Re: [BUG] Panic due to incorrect missingContrecPtr after promotion - Mailing list pgsql-hackers

From Alvaro Herrera
Subject Re: [BUG] Panic due to incorrect missingContrecPtr after promotion
Date
Msg-id 202202222016.3nar64wc7xs7@alvherre.pgsql
Whole thread Raw
In response to [BUG] Panic due to incorrect missingContrecPtr after promotion  ("Imseih (AWS), Sami" <simseih@amazon.com>)
Responses Re: [BUG] Panic due to incorrect missingContrecPtr after promotion  ("Imseih (AWS), Sami" <simseih@amazon.com>)
List pgsql-hackers
On 2022-Feb-22, Imseih (AWS), Sami wrote:

> On 13.5 a wal flush PANIC is encountered after a standby is promoted.
> 
> With debugging, it was found that when a standby skips a missing
> continuation record on recovery, the missingContrecPtr is not
> invalidated after the record is skipped.
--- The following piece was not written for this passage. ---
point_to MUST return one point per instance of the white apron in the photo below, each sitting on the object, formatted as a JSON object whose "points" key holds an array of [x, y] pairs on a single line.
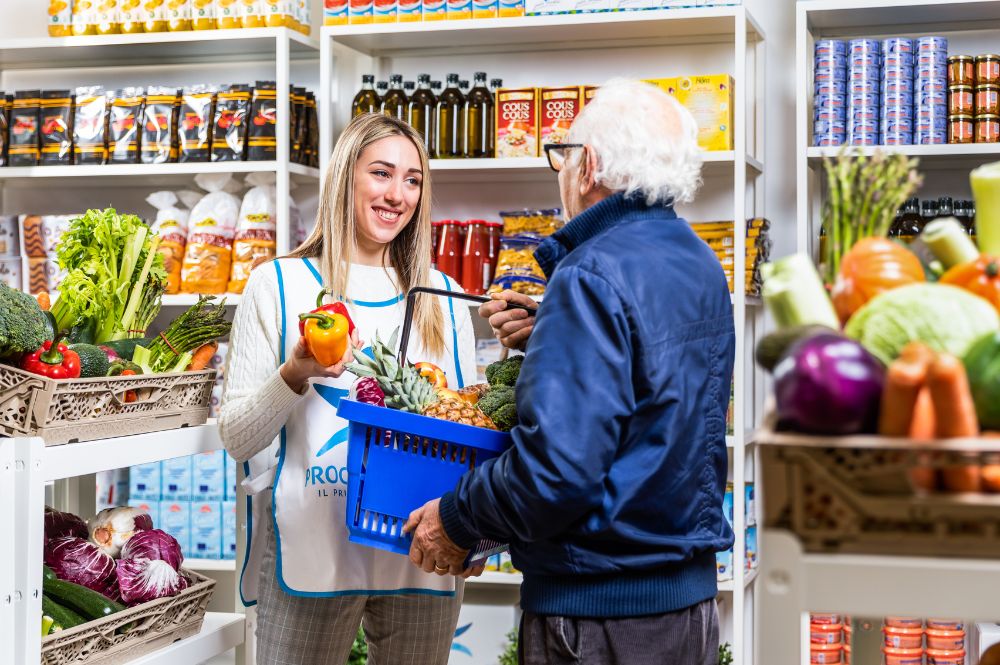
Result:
{"points": [[308, 503]]}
Therefore, when the standby
> is promoted to a primary it writes an overwrite_contrecord with an LSN
> of the missingContrecPtr, which is now in the past. On flush time,
> this causes a PANIC. From what I can see, this failure scenario can
> only occur after a standby is promoted.

Ooh, nice find and diagnosys.  I can confirm that the test fails as you
described without the code fix, and doesn't fail with it.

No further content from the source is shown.